The people of the Haida Nation have occupied and collected food and materials from the Daawuuxusda Conservancy area since time immemorial. There are seven known Haida villages and seasonal camps within the conservancy at Gasi’ndas, Kaidju, Skaito, Kaisun, Nest, Chaatl, and Sl’asit.
The remote location of Daawuuxusda Conservancy provides an excellent opportunity to maintain biological diversity and natural environment values. Of concern, though is the presence of introduced mammals (e.g., raccoons, Norway rats and black-tailed deer) which pose a threat to local ecosystems. Sowthistle, an invasive non-native plant, also occurs here.
Daawuuxusda Conservancy has an important role in providing recreational opportunities such as fishing, wildlife viewing, kayaking and other boat travel, anchorage locations and places suitable for wilderness camping and hiking in a remote wilderness setting.
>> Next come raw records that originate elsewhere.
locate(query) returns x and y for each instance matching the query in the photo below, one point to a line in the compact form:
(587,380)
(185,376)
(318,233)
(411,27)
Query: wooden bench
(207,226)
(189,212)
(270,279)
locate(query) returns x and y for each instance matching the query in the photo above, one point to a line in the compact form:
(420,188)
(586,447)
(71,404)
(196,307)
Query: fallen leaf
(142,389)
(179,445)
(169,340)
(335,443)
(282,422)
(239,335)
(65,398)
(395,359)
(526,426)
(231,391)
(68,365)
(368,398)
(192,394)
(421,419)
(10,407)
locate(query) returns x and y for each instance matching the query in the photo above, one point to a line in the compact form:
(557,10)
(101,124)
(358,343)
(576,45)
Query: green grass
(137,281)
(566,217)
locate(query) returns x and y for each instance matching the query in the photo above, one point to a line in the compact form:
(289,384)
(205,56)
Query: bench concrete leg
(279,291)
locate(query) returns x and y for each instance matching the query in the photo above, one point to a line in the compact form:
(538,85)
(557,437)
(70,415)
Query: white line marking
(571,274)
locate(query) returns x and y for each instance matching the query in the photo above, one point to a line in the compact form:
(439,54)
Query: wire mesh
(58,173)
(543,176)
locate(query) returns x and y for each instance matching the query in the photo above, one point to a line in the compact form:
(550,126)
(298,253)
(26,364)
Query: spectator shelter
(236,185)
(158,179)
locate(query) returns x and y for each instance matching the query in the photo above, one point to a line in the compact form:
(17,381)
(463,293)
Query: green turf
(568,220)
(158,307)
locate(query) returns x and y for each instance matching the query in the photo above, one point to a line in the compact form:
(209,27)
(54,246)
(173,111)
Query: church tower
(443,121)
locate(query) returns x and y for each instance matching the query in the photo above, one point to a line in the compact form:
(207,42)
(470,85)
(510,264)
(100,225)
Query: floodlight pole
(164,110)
The terrestrial component of the heritage site/conservancy covers 70,490 hectares and extends from the southern edge of Rennell Sound and Graham Island, along the western shores of Moresby Island to Tasu Sound. The elevation range is from sea level to 1,120 metres.
The marine component/foreshore area covers an area of 45,785 hectares. The marine environment is at the edge of the continental shelf and has high intertidal values with surfgrass habitat and eelgrass beds, kelp forest areas and nine estuaries that spill into some of the most productive marine habitat on Haida Gwaii.